A forgotten Prince of Wales

National Portrait Gallery. Emery Walker. FREDERICK, PRINCE OF WALES, AND HIS SISTERS AT KEW.
A FORGOTTEN PRINCE OF WALES
BY CAPTAIN HENRY CURTIES Author of “When England Slept,” etc., etc.
LONDON EVERETT & CO., LTD. 42 ESSEX STREET, STRAND, W.C.
Dedicated by permission to His Grace the Duke of Argyll, K.G.

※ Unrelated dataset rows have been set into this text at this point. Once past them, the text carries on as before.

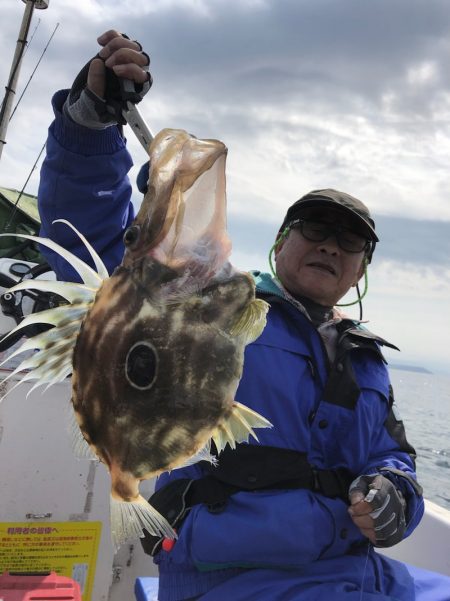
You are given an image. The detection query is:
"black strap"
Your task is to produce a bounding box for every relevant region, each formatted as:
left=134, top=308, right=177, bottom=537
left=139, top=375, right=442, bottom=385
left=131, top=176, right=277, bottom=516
left=141, top=444, right=354, bottom=555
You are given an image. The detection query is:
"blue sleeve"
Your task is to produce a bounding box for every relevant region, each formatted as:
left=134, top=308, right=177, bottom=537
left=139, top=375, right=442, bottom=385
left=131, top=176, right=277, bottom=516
left=38, top=90, right=134, bottom=280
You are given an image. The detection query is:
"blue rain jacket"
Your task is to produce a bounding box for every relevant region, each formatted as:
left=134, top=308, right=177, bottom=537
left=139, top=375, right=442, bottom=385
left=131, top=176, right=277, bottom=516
left=39, top=91, right=448, bottom=601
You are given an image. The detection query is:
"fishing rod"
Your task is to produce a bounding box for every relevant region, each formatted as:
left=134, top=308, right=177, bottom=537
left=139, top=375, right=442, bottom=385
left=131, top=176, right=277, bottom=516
left=0, top=0, right=50, bottom=158
left=9, top=23, right=59, bottom=121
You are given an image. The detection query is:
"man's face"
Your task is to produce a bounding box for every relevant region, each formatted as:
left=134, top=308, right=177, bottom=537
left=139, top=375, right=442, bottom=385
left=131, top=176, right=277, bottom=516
left=275, top=208, right=364, bottom=306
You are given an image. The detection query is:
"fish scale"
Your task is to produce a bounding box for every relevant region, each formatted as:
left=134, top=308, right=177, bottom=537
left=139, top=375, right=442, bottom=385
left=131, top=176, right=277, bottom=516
left=0, top=130, right=271, bottom=547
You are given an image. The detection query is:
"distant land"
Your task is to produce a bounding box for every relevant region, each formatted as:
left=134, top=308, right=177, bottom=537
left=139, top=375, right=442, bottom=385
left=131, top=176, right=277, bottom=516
left=389, top=363, right=433, bottom=374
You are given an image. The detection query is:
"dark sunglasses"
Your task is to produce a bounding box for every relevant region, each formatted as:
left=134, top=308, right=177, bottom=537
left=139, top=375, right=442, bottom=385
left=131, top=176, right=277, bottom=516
left=290, top=219, right=371, bottom=253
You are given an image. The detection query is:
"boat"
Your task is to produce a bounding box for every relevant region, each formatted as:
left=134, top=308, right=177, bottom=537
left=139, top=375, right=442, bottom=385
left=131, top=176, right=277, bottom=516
left=0, top=245, right=450, bottom=601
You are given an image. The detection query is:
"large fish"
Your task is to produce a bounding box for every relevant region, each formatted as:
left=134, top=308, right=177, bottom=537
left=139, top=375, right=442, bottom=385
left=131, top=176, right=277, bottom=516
left=0, top=129, right=270, bottom=546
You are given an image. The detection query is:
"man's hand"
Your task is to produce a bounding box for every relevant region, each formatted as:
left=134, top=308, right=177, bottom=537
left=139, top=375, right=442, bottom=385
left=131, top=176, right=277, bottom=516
left=64, top=30, right=152, bottom=129
left=348, top=474, right=406, bottom=547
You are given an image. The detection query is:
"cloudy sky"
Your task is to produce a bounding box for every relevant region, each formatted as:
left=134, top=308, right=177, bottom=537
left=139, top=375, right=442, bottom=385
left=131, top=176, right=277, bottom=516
left=0, top=0, right=450, bottom=373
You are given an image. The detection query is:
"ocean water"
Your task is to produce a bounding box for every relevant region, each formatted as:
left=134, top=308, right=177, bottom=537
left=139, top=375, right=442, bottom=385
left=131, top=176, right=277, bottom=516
left=390, top=368, right=450, bottom=510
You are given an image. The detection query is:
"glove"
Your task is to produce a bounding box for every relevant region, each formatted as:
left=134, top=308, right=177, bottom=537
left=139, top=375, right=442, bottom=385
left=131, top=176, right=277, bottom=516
left=63, top=32, right=152, bottom=129
left=349, top=474, right=406, bottom=547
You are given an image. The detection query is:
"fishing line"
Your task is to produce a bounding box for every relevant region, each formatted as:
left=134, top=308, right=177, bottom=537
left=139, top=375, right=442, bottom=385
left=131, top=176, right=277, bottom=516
left=0, top=3, right=33, bottom=144
left=9, top=23, right=59, bottom=121
left=22, top=19, right=41, bottom=56
left=4, top=142, right=46, bottom=232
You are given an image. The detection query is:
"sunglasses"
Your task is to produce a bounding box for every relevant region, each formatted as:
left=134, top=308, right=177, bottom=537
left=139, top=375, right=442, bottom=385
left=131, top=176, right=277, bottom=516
left=290, top=219, right=371, bottom=253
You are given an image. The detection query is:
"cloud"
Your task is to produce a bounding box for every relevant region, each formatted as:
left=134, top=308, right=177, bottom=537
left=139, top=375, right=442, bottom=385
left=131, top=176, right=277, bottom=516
left=0, top=0, right=450, bottom=368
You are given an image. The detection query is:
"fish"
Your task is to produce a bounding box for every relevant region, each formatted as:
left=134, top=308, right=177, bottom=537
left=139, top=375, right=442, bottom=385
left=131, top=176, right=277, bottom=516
left=0, top=129, right=272, bottom=548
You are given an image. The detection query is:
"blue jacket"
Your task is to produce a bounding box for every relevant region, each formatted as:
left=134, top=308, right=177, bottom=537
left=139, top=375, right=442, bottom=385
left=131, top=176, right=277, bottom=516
left=39, top=92, right=423, bottom=601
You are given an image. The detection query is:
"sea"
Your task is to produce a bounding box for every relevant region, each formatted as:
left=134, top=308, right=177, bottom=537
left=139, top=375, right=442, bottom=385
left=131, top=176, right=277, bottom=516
left=389, top=367, right=450, bottom=510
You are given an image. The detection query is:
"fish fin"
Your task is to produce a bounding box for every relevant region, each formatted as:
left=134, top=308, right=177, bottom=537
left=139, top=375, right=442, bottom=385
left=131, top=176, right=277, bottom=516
left=173, top=440, right=218, bottom=470
left=230, top=298, right=269, bottom=344
left=211, top=401, right=272, bottom=453
left=111, top=495, right=177, bottom=549
left=67, top=402, right=99, bottom=461
left=0, top=227, right=106, bottom=288
left=52, top=219, right=109, bottom=280
left=0, top=266, right=101, bottom=392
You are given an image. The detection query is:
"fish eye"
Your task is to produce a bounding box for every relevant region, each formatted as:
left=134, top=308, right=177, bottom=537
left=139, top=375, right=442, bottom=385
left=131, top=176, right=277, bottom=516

A FORGOTTEN PRINCE OF WALES.
So quiet had this matter been kept and so great a surprise was the event that Howe, the English Envoy, wrote home in the following strain:—
On the 25th February Howe writes again complaining bitterly like a wicked fairy in a children’s tale, that he has not been invited to the christening which had taken place a few days after the birth in the young mother’s bedroom, when the child had received the names of Frederick Louis. Furthermore, he had not been allowed to see the baby—and presumably to kiss it—until ten days later! This visit, however, appears to have mollified him, for he bursts forth into description: “I found the women,” he says, “all admiring the largeness and strength of the child.”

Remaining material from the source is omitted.